Most won't get to a desktop at all, but MEPIS 6.5 and Mint KDE will if I put in "noapic" as a boot option. However, searching for a hard drive from the desktop reveals nothing. I can go into KwikDisk or System and the LiveCD says there is no hard drive.

The only LiveCD to boot up without fiddling and to see the HDD is a year-old version of PCLOS.

Does anyone know what "irqpoll - nobody cared" means?


----------



## justo (Dec 29, 2006)

I have ran into that before.You should also try PC Linux 2007. But I think if you change to another monitor you may get past it anyway. It hits a snag and often an oddball monitor is why.I have one oddball here that gives me problems.It is a Mocroscan 5 AP.


----------



## hal8000 (Dec 23, 2006)

Bartender, try appending irqpoll to the end of the kernel statement in grub, this
may allow you to boot other systems, ubuntu etc.

http://ubuntuforums.org/showthread.php?p=2099007

There are 847 pages of results on google for "irqpoll nobody cared", Ive not had time to look through them all but the post above was found on ubuntu forums.

Hope that helps


----------



## justo (Dec 29, 2006)

I wonder why the guy put nobody cared?
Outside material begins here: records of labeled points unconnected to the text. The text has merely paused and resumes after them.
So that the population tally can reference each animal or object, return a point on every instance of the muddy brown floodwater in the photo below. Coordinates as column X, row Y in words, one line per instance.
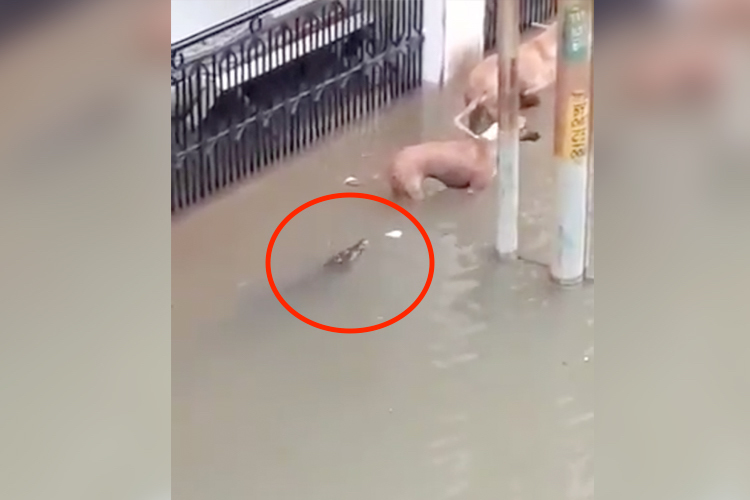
column 486, row 387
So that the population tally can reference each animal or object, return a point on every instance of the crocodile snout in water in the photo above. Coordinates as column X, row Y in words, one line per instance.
column 348, row 255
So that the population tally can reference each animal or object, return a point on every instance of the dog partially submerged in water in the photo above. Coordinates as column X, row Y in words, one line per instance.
column 468, row 163
column 537, row 69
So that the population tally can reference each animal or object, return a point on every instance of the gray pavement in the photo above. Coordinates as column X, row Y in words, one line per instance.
column 485, row 391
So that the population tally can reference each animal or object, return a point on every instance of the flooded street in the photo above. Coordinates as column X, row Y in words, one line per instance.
column 485, row 391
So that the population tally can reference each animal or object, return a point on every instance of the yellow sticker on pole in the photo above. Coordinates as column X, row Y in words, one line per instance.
column 576, row 139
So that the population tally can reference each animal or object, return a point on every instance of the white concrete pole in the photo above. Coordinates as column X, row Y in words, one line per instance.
column 508, row 37
column 572, row 140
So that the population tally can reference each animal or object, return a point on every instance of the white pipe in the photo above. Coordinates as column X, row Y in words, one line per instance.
column 572, row 141
column 508, row 147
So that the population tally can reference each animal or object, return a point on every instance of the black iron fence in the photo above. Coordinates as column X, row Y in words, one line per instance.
column 270, row 82
column 530, row 11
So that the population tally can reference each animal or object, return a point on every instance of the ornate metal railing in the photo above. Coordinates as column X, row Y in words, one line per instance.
column 270, row 82
column 531, row 11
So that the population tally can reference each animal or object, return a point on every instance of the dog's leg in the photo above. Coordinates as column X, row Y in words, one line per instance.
column 529, row 100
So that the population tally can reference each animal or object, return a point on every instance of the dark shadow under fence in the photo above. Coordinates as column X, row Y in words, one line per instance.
column 268, row 83
column 280, row 80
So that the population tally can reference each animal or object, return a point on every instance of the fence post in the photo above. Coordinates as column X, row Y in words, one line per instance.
column 508, row 35
column 572, row 140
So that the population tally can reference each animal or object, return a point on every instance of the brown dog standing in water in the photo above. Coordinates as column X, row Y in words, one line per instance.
column 537, row 69
column 462, row 164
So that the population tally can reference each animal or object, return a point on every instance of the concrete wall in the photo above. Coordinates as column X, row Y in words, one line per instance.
column 191, row 16
column 452, row 28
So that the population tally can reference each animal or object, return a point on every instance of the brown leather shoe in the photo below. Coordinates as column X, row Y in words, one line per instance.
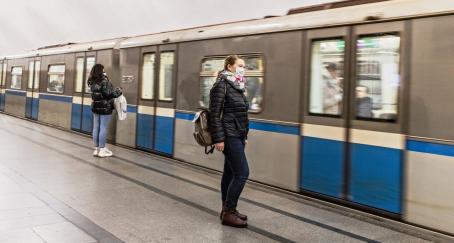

I think there could have been some information in that place that could have been more helpful. It is strange that when I changed monitors the Linux went on up to desktop.


----------



## Bartender (Jun 10, 2005)

Hi, guys -

Both of your responses point to a pitiful level of problem-solving effort on the part of yours truly. I'd posted questions about this over the months at various forums but don't think I ever just googled it.

And justo, it never occurred to me that it might be the Dell LCD monitor - "irqpoll" sure sounded like something inside the PC, and if I got to a desktop the monitor has always worked fine.

I certainly have a few things to look into...

Thanks


----------



## justo (Dec 29, 2006)

I use harware rather than brainware because I keep a lot of spare parts here.Often a small harware change saves a lot of headaches for me because I do not want to become a programer just to avoid dealing with MS.


----------



## Bartender (Jun 10, 2005)

Reporting back -
Tried MEPIS 6.5 and Mint KDE DVD, both with "irqpoll" added as a boot option. 

Wow

Both of them gave me a desktop without any grief, and both found the SATA hard drive. I'm used to the tortoise-like response my old PIII 450MHz test box gives with Linux OS'es installed to the HDD. The P4 flew, even though it was running from the LiveCD! Very exciting.
What a doofus I am. Been hung up on irqpoll for over a year.

Before I get brave/foolish and make room on our main PC for a Linux distro, I need to learn more about this irqpoll thing. How would that affect an installation to the HDD? Once it's installed, would everything work as normal, or would I have to make some sort of tweak to the installation, as hal8000's link indicates?


----------



## Bartender (Jun 10, 2005)

Some further info for anyone who's interested - irqpoll may have something to do with the LiveCD expecting to find certain devices at certain IRQ's. If it doesn't find anything there it gets crossed up (?)

I don't know about this. I'm guessing. The irqpoll error I got mentioned IRQ5. Went back into Windows and found a list of IRQ's under Computer Managment. Windows isn't using IRQ5. IRQ5 is usually reserved for a second parallel port - which most PC's don't have - or a sound card. I'm using onboard sound so apparently that doesn't count.

Don't know why the LiveCD couldn't see the SATA drive without the irqpoll boot option.


----------



## justo (Dec 29, 2006)

That is a problem with Linux.You run into something like that and have to spend a lot of time to research and find solutions.You have to sign up at the site of the Linux version then post the question then wait some days to get the correct answer on many problems..You can be sure if you had the problem then several others ran in to it also. But the correction is difficult to discover.The guy who made the note where the malfunction occured should have offered solutions on the screen.Linux programers must think we are all going to get a degree in Linux applications to load and use the products. They want to try to put a dent in Microsoft but continue to cater to other Linux specialist rather than go for simplicity which the average computer user wants.<> I went to Google.here is the typical Linux wild goose chase . I do not see the answer there at a quick glance.>> http://lists.xensource.com/archives/html/xen-users/2006-06/msg00117.html


----------



## justo (Dec 29, 2006)

I was correcting my spelling up there and landed down here.


----------